The idea that Whoopi Goldberg collected things she hated really scared the shit out of me. A few years later I saw that episode of The Simpsons where John Waters teaches Bart that it's ok for gay guys to collect tacky things. It started to make a little more sense. The mail man that lived on my block in college collected tree knots. 

By the time I was snapping my 500th or so photo of a wind-ravaged bodega awning sporting Papyrus type I realized collecting has nothing to do with love or hate or taste. Collecting things isn't even fun. It's compulsive.

Then I realized, almost simultaneously, that most collections have no end.

A designer named Chris Costello created the Papyrus font in 1982. Like all typefaces back then, it was made by hand. He said his aim was to create what English language texts may have looked like if they were written 2,000 years ago. 

In an interview 25 years later, Costello admitted that Papyrus is a bit overused. 

You can find evidence of Papyrus use going way back to the beginning, but The Organic Food Movement, The Green Movement, The My Pet Can Eat Organic Too Movement, all of these recent Movements have collided to form what a meteorologist might call a Perfect Storm of Papyrus usage. 

This wall features a rare hand-painted Papyrus knock-off. 

Wanna know what the Event Tonight is?

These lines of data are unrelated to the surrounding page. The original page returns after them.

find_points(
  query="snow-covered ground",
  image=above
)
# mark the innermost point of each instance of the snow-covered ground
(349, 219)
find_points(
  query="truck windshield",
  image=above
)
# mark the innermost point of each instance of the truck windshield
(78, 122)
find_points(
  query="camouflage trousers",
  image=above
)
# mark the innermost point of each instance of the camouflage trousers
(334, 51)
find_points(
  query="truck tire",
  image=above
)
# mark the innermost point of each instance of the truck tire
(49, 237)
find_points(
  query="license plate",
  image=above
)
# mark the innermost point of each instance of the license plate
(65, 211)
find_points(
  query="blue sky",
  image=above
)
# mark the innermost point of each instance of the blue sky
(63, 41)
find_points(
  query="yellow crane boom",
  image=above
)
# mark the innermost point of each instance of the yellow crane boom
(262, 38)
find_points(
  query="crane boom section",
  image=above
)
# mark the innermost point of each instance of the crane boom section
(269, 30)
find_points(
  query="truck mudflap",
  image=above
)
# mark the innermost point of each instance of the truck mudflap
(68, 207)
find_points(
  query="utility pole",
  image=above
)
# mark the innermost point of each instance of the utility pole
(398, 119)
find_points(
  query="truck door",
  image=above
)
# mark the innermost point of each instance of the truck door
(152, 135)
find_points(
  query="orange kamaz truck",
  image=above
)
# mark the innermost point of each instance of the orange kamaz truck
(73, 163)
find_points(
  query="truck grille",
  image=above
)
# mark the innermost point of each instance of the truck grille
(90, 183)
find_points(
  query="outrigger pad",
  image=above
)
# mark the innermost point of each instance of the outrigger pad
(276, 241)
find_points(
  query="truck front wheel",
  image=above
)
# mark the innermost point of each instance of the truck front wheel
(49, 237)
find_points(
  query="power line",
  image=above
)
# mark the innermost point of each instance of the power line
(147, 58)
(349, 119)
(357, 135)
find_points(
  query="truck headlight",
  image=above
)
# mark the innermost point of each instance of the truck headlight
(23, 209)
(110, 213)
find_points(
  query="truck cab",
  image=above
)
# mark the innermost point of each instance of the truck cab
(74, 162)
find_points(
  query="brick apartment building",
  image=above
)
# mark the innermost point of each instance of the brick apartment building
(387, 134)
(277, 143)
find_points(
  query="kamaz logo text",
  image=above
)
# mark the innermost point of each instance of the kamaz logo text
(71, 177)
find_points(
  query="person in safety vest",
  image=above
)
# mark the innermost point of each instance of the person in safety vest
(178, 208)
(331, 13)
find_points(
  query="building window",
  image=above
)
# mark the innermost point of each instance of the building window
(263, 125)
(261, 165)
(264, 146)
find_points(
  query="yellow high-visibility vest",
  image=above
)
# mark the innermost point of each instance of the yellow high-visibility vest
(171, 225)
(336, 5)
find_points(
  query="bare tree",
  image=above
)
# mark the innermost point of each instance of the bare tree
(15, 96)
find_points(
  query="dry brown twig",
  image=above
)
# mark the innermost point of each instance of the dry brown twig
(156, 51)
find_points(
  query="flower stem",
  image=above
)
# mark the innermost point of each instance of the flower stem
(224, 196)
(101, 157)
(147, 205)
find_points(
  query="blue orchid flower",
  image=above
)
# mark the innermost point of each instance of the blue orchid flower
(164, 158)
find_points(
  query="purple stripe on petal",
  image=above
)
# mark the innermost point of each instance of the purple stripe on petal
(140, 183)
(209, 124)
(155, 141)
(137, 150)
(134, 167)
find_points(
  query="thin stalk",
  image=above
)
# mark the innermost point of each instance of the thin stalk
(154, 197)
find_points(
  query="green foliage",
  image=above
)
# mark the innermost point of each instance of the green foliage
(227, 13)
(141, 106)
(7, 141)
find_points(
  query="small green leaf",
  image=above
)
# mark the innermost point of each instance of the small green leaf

I don't think you want to know what the Event Tonight is. 

Scoff all you want but stuff from 1982 is vintage. That's a year before Return of the Jedi and last I checked, my Admiral Ackbar wasn't going down in value, dig? 

Here's how a friend described LA to me. "Everyone is hanging out in bookstores or driving their Priuses and VW's and they all claim to be on some mystic journey." Then I got off the plane and saw this and immediately texted William Shatner and said "I just you'd in my pants." 

Also, PAPYRUS.

Et tu, Hellboy?

Don't hate, James Cameron is passing the savings on to you. Keeping in mind that you can buy the Papyrus Font Family for $39.95, Avatar's $300 million budget had just enough left over for Na'vi Warrior #19 to have an extra motion capture ball on the second knuckle of his right index finger. All for you.

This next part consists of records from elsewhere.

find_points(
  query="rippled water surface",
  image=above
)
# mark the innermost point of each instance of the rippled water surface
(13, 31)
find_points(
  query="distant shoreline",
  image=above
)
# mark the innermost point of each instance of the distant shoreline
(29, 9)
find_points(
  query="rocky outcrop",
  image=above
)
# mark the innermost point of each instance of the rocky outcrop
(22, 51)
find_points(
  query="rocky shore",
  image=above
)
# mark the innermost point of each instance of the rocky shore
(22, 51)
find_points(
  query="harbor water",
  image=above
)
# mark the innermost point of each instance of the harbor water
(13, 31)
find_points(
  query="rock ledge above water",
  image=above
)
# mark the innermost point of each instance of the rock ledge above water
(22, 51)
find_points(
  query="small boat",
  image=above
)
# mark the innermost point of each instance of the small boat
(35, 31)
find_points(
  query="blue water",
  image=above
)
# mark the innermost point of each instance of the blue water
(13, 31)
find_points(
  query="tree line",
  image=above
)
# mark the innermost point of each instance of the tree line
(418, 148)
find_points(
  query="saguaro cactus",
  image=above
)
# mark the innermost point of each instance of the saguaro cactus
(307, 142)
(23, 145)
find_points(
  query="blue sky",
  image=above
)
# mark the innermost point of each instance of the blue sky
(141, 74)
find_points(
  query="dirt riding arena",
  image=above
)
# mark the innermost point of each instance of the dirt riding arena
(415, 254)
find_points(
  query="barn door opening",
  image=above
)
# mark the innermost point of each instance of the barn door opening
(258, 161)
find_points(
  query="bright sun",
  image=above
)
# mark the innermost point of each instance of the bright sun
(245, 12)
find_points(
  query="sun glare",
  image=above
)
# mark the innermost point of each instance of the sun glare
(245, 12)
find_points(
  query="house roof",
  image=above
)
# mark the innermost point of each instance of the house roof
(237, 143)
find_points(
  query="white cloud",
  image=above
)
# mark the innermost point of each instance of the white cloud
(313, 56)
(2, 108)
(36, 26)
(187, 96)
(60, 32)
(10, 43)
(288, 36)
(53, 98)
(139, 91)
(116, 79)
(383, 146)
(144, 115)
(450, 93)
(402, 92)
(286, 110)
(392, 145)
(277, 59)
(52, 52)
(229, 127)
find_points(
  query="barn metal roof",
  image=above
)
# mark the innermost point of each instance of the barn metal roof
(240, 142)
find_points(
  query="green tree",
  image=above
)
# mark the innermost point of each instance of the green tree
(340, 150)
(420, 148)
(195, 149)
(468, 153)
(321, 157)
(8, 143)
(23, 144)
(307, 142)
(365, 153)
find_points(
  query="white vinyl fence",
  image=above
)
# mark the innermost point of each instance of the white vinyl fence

Yeah, it's literally everywhere. Fuck. Good thing I have all these stupid photos. I hate myself. Don't say Papyrus around me because I'll take an iPhone pic of your mouth. Don't eat papayas either because I'll take an iPhone pic of your mouth. This is my curse.

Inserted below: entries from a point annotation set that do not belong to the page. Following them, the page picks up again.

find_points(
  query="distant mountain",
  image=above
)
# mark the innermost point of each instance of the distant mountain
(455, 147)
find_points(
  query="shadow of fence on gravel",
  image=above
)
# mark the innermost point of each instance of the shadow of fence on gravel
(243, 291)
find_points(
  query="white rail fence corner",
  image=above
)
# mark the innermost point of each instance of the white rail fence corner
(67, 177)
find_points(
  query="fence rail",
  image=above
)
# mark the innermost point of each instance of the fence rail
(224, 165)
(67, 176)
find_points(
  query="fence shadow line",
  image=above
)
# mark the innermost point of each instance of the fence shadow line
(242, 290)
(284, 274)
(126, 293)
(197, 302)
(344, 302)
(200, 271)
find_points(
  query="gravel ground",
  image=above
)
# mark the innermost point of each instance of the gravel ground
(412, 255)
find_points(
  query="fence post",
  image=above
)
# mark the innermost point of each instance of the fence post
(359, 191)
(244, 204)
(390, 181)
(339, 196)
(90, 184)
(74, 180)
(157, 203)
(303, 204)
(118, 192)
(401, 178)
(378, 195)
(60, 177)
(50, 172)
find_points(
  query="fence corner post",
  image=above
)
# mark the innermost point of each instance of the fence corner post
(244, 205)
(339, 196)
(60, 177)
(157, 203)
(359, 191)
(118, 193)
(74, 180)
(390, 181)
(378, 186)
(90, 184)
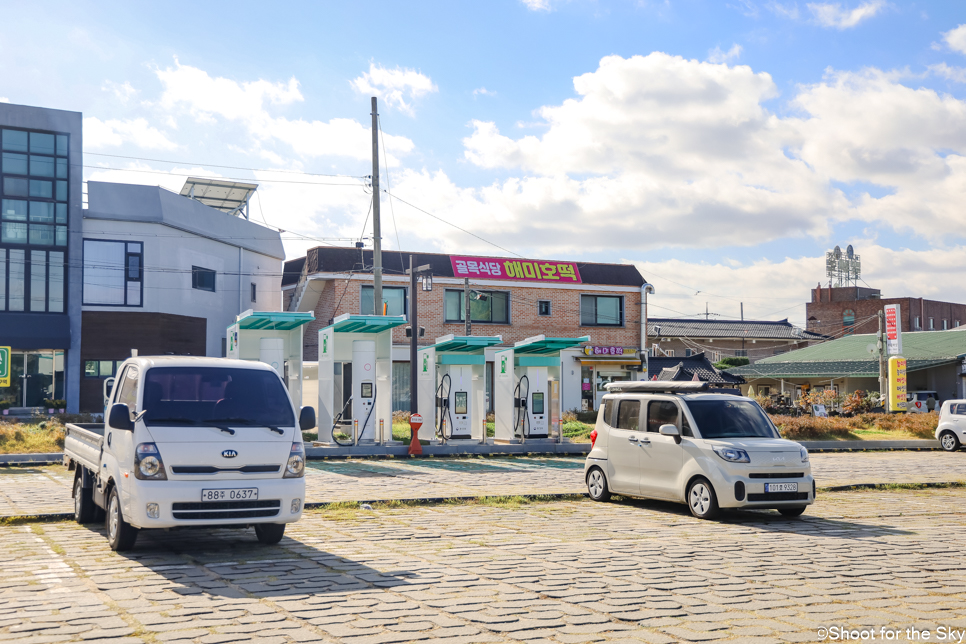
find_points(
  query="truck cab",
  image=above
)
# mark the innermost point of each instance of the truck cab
(191, 442)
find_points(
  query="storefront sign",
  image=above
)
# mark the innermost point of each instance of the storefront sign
(897, 384)
(4, 366)
(893, 330)
(526, 270)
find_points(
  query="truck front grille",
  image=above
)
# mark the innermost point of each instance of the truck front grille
(226, 510)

Do you think Lamb of God knows?

There's no way, right? 

To make my collection seem even more insignificant, as soon as I started researching Papyrus, I found this

No Papyrus here - somewhat surprisingly - but I wanted you to check out Jeremy Sisto for a minute. Nice work, Sist! J-Si playing JC! Listen Jeremy, you don't know this but I dog-sat your dog once. I re-named her Pepperjack and called her that the whole day.